On 2024-Jun-28, Alvaro Herrera wrote:

> Here's a proposed patch for master only. It turns all three situations
> being reported into ereport(ERROR); in one case I have an XXX comment,
> because we have an alternative when attaching a partition that already
> has a PK to a partitioned table that has a non-PK index: just create a
> separate index in the partition. But that would cause slowness, which
> is probably undesirable. I'm inclined to just remove the XXX comment,
> but if anyone has other thoughts, they are welcome.
>
> I add an errhint() to one of these new errors, but I'm undecided about
> that idea --- should we add errhint() to all three messages, or none?
>
> We can't do this in back branches, of course (incl. 17 at this point),
> because that might break existing applications, which means we need to
> adjust behavior in some other way, probably similar to what Tender Wang
> suggested, namely just don't crash on detach, or something like that.

So here are three patches. 0001 adds a check at DETACH time so that if
a constraint has the form that we don't want to see, it copes without
crashing in the way Tender suggested. The code is different though,
mainly because we don't need his proposed has_superclass() function. It
also adds the test cases, and leaves one of the tables from it so that
pg_upgrade is tested.

0002 is the code that throws an error in any of the three problem cases;
roughly the same as the patch I posted as 0001 upthread. This is
incomplete in the sense that the regression tests would fail with it,
because I didn't modify the results. (I think we'd also remove the
DETACH line from those tests, because it'd be useless).

0003 adds the pg_upgrade check I mentioned: it scans the databases in
the source cluster for any constraints of the bogus form and fails the
upgrade if any exist. I tested this one very lightly (that is to say,
only with the database state left by the tests in 0001).

After staring at this third patch for a little bit, I'm not so sure
about rejecting the situation after all. The problem is that it is
quite tricky to get rid of the problem objects: you may have to accept a
length of time during which your partitioned table has no unique index
and the partitions have no primary keys, and you need to have a lot of
time and effort to recreate essentially those very same things, just to
get the PK created at the partitioned-table level instead of at the
partitions level.
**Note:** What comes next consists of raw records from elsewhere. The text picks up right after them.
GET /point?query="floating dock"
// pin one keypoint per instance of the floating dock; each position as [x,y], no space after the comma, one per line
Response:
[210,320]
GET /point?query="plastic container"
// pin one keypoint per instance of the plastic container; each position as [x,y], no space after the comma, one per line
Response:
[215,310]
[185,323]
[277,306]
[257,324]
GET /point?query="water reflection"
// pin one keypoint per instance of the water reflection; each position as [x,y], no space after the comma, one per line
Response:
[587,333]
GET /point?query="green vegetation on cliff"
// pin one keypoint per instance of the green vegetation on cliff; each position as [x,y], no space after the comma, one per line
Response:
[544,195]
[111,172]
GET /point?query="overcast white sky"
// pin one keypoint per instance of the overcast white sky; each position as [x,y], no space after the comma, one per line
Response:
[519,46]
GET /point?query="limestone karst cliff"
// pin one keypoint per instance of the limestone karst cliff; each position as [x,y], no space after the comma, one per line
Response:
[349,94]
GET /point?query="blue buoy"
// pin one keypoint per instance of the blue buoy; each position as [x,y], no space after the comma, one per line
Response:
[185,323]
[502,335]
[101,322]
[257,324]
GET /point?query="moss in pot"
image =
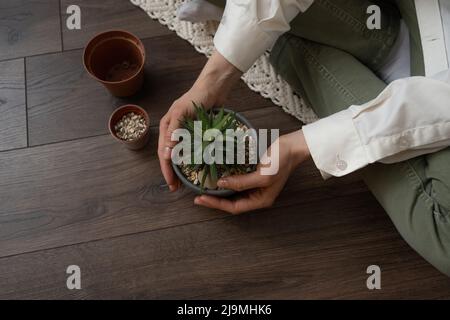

From a user's point of view this sounds rather
insane because of how inconvenient it is.

If we did have `ALTER TABLE partitioned ADD PRIMARY KEY USING INDEX`,
then it wouldn't be a problem, because you can repair the situation
cheaply and easily. So maybe a better plan is to retain the lenient
behavior for now (that is, push patch 0001 only), then add ALTER TABLE
ADD PRIMARY KEY USING INDEX (to 18 only of course), and only _then_ get
patches 0002 and 0003 pushed (to 18 only). If somebody does see a cheap
way to repair an existing database without having to recreate the
indexes, then my opinion would switch 180 degrees -- so please speak up
if you do.

BTW I didn't actually try the cases where the constraint is UNIQUE
rather than PRIMARY KEY (because that only occurred to me while I was
writing this email), but I suspect it should be more or less the same,
if not exactly identical.

Also, I should disclaim that I didn't try these scenarios on a server
compiled without assertions. I'll give them a run tomorrow, in case
there are further problems hidden behind the assertion failures.